As far as I know, there's quite a few things that are going towards it. For a start, it uses Javascript - which many spambots can't execute, so it's inherently stopping a lot of spambots in that regard. (depending on if the owner has configured fallback, they may see a basic HTML version of the CAPTCHA).
But more to the point of determining a 'human' click to a 'possibly robot' (and show visual CAPTCHA) click:
IP Addresses - as mentioned, being on Tor IP addresses almost certainly leads to a trigger for the visual CAPTCHA. Also, being located in certain countries seems to increase probabilities, but I can't be certain on that.
Google Account and History, * perhaps* - I notice a lower incidence of the visual one firing on me when signed in, versus when I'm in Incognito mode. Also, if you've had a Google session watching YouTube videos, sending emails, you would be seen as a lesser threat than someone who's just loaded a page for the first time.

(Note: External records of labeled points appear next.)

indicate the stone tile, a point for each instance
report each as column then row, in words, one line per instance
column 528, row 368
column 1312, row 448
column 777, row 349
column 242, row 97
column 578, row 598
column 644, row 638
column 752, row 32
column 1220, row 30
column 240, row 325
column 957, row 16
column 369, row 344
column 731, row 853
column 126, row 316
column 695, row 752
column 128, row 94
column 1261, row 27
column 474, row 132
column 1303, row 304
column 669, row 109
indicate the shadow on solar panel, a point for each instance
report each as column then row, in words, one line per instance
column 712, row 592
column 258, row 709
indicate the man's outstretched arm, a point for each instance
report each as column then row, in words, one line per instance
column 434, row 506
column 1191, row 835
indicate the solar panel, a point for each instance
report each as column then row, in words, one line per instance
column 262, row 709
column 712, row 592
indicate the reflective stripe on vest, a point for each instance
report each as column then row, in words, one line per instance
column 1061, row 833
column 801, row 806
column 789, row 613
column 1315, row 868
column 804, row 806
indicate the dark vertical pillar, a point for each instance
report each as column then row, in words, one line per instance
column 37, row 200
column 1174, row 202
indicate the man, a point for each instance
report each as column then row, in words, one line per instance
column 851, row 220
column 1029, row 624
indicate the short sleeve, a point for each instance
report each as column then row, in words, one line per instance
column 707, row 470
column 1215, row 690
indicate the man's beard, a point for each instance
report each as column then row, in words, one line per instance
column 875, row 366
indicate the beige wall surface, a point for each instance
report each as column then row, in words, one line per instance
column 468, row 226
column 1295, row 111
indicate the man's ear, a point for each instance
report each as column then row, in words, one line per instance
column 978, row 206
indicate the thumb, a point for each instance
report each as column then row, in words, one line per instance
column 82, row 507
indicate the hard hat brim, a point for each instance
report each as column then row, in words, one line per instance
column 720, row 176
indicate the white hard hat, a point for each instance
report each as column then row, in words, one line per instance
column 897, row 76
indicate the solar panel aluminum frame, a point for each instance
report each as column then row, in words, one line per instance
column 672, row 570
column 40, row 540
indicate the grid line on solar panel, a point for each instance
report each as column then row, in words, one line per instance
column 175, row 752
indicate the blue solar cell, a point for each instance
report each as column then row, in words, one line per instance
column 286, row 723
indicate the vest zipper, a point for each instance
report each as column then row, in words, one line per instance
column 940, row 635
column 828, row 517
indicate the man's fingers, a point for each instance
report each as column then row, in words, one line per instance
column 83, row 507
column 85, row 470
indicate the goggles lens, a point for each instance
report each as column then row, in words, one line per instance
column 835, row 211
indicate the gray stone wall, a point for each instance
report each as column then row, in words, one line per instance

Page activity - I haven't deleved into this too far, but it seems they're using some sort of mechanism to detect how you're viewing the page. If one is to click the CAPTCHA as soon as the page is loaded, rather than after 30 seconds of form filling, they're seen as higher-risk.
Number of times anti-robot check completed - This is an obvious one. Eventually, if you keep ticking the box over an over, the higher the probability of the robot check firing. A spambot may be able to get through a form the first 3 times, but after that when the robot-check fires, they are stopped.